Für Schumacher ist das Rennen somit zwiespältig: Einmal hat es alle Kritiker widerlegt, die dem Weltmeister die Fähigkeit zum Siegen abgesprochen haben, andererseits ist der fahrbare Untersatz nicht in der Verfassung, um Podiumsplätze oder gar Siege zu kämpfen. Ob das ausreicht, sich weiter zu motivieren?

Ferrari: Ganz unten in Kanada

Acht kümmerliche WM-Punkte hat Ferrari aus Kanada entführen können. Ein mageres Ergebnis, das den Möglichkeiten, die Fernando Alonso und Felipe Massa hatten, nicht gerecht wird. Alonso ist erstmals ohne Punkte in der laufenden Formel 1-Saison geblieben, Felipe Massa konnte immerhin Rang sechs erreichen.

Im noch immer denkbaren Kampf um die Weltmeister-Krone hat Ferrari in beiden Wertungen einen erheblichen Rückschlag erlitten. Vor allem angesichts der Möglichkeiten, die bestanden, ein Debakel. Anfangs lag Ferrari gar vergleichsweise weit vorn, der Regen hat allerdings einen Strich durch die Rechnung gemacht.

Im Hause Ferrari fühlt man sich vom Pech verfolgt. Die Ambitionen auf den WM-Titel hat man aber nicht aufgegeben. Trotzdem ist man jetzt bereits davon abhängig, dass die anderen Fehler machen. Vettel hat jetzt 162 Punkte, 2010 wurde er mit 256 Punkten bekanntlich Weltmeister. Ohne Fehler ist Ferrari draußen.

Renault: Enttäuschung

Beim Rennstall Renault herrschte nach dem Rennen um den Großen Preis von Kanada eher resignative Stimmung. Nick Heidfeld ging leer aus, Vitaly Petrov konnte immerhin zehn Zähler einfahren. Teamintern steht es damit 31 zu 29 für den Russen, doch das ist weniger das Problem.

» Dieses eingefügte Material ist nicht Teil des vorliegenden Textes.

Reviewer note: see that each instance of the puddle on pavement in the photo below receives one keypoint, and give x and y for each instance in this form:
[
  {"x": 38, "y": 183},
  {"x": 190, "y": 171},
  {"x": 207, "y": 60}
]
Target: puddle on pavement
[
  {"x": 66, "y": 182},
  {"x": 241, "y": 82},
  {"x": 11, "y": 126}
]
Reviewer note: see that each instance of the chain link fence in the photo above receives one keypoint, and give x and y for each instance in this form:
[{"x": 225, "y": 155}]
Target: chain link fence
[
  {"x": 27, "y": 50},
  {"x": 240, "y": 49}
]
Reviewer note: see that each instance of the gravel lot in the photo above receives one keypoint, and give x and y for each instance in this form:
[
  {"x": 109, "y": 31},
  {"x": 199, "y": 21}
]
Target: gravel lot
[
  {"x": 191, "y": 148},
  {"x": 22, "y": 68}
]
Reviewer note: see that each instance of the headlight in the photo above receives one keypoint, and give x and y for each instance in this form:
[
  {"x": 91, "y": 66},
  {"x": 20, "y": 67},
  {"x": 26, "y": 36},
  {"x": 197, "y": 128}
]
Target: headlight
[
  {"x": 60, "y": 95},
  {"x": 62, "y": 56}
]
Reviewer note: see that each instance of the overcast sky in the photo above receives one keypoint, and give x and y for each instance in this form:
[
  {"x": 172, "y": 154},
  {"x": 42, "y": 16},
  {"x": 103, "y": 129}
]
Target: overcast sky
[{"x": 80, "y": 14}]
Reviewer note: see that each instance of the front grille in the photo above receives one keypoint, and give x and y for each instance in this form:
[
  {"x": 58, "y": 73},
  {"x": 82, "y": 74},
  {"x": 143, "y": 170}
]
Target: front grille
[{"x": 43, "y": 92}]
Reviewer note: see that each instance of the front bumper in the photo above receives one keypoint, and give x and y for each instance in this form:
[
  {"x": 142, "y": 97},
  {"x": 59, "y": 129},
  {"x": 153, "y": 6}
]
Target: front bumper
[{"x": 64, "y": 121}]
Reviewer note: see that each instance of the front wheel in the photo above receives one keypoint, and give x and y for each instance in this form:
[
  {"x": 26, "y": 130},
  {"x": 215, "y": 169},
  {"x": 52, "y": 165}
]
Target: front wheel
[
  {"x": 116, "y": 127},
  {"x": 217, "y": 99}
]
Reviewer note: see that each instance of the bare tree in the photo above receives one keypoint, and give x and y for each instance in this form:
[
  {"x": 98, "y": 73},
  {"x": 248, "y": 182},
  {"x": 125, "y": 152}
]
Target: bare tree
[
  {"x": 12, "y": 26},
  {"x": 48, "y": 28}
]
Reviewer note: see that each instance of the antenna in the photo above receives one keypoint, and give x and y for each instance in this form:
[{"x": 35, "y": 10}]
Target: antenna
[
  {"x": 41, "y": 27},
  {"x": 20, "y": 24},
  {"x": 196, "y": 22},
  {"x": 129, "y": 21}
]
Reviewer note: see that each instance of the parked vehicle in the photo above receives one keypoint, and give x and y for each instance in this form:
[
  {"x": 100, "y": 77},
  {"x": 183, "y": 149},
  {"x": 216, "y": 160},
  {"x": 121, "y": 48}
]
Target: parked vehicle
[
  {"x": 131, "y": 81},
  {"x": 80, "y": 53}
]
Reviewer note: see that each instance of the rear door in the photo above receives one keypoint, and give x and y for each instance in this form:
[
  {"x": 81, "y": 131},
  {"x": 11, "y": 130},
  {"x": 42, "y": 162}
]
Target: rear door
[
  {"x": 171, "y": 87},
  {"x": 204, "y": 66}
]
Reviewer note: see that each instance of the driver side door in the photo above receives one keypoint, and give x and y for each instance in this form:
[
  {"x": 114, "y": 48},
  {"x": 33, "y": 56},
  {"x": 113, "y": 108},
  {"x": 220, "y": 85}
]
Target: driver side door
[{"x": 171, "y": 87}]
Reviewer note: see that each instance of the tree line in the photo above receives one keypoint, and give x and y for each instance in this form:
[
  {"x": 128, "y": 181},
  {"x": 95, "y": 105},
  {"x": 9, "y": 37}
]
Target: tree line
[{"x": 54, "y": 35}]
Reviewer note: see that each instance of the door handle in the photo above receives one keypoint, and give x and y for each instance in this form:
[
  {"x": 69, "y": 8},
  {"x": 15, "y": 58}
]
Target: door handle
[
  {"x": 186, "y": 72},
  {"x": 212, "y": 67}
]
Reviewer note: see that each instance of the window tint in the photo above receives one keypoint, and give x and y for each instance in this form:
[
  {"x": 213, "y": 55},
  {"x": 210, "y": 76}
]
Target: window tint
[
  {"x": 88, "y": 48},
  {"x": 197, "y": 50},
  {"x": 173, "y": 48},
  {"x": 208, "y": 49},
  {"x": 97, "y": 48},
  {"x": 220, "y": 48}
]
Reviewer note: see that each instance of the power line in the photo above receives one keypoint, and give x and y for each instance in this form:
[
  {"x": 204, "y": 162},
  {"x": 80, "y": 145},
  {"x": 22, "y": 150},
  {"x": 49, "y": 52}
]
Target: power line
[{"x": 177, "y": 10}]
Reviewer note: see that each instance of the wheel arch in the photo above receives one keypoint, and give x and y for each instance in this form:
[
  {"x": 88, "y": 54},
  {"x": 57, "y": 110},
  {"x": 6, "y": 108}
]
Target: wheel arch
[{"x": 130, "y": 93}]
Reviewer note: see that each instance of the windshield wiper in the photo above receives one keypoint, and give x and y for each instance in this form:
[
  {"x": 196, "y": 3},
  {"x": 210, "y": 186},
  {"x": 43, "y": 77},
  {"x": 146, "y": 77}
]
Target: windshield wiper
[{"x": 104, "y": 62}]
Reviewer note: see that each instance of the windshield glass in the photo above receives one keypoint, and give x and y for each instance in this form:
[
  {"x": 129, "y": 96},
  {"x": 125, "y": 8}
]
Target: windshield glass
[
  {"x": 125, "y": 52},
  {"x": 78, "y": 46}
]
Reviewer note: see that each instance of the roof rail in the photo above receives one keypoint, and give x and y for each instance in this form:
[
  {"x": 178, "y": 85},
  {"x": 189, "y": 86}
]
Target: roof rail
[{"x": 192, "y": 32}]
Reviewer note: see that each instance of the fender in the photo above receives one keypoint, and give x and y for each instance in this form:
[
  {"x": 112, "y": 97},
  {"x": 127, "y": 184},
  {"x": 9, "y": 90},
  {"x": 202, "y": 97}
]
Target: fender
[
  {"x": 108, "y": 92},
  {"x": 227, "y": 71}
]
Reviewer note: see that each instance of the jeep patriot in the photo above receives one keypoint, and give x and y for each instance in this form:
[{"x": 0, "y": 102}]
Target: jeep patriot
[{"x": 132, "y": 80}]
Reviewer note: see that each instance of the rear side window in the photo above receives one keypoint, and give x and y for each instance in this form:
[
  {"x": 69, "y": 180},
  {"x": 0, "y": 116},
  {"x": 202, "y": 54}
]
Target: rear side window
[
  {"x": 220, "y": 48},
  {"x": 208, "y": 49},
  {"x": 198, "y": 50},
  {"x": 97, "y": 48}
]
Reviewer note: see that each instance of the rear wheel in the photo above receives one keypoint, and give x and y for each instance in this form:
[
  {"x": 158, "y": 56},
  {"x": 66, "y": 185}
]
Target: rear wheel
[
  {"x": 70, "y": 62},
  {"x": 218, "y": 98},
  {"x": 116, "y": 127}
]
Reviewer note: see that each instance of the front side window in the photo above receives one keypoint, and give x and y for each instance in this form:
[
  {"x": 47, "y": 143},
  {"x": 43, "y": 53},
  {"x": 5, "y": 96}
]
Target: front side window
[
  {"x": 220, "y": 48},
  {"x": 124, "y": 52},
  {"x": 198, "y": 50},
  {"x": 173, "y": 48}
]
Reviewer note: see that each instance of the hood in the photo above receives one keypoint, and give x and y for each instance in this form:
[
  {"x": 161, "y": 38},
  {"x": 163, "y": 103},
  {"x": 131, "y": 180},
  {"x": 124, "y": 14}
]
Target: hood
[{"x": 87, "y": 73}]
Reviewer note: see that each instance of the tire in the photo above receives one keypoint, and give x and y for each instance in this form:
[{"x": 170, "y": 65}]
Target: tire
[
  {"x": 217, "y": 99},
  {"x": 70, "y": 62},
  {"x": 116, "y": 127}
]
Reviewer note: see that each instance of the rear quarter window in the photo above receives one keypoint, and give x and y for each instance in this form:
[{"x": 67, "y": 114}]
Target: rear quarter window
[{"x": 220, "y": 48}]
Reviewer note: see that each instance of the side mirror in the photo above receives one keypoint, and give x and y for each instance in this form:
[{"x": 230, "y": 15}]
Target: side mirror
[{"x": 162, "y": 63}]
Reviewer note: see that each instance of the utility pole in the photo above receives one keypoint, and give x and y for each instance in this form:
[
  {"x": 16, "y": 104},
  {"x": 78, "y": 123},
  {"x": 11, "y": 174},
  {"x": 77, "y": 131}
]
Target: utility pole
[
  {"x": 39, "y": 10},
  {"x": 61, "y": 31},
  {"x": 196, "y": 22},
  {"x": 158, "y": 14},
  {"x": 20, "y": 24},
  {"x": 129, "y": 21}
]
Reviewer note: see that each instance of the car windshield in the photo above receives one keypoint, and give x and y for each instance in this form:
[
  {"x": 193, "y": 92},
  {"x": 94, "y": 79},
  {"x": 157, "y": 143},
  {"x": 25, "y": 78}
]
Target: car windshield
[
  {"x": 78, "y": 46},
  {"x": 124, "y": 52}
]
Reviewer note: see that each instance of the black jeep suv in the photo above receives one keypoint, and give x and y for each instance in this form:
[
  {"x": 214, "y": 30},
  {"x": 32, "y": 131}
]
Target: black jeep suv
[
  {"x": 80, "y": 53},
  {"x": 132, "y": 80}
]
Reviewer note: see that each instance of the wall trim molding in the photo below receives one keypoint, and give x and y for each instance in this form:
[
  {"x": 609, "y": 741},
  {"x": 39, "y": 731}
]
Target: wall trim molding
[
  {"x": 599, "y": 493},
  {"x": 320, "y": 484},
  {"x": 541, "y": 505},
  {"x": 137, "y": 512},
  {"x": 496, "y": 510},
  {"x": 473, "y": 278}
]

Heidfeld hat sich gegen Ende des Rennens per Kollision selbst aus selbigen befördert und um mögliche Punkte gebracht. Er ist auf Kobayashi aufgefahren, der plötzlich Blei in den Reifen zu haben schien. Petrov hat sich zwar von Rang zehn nach vorn gekämpft, gleichzeitig aber mehr verpasst.

Bei Renault sind die Ansprüche erkennbar gestiegen. Auch ohne den verletzten Robert Kubica haben sich Heidfeld und Petrov bislang durchaus achtbar geschlagen, wenngleich es den Eindruck hinterlässt, als wäre die Ausbeute noch immer tendenziell suboptimal. Immerhin ist das Potenzial spürbar.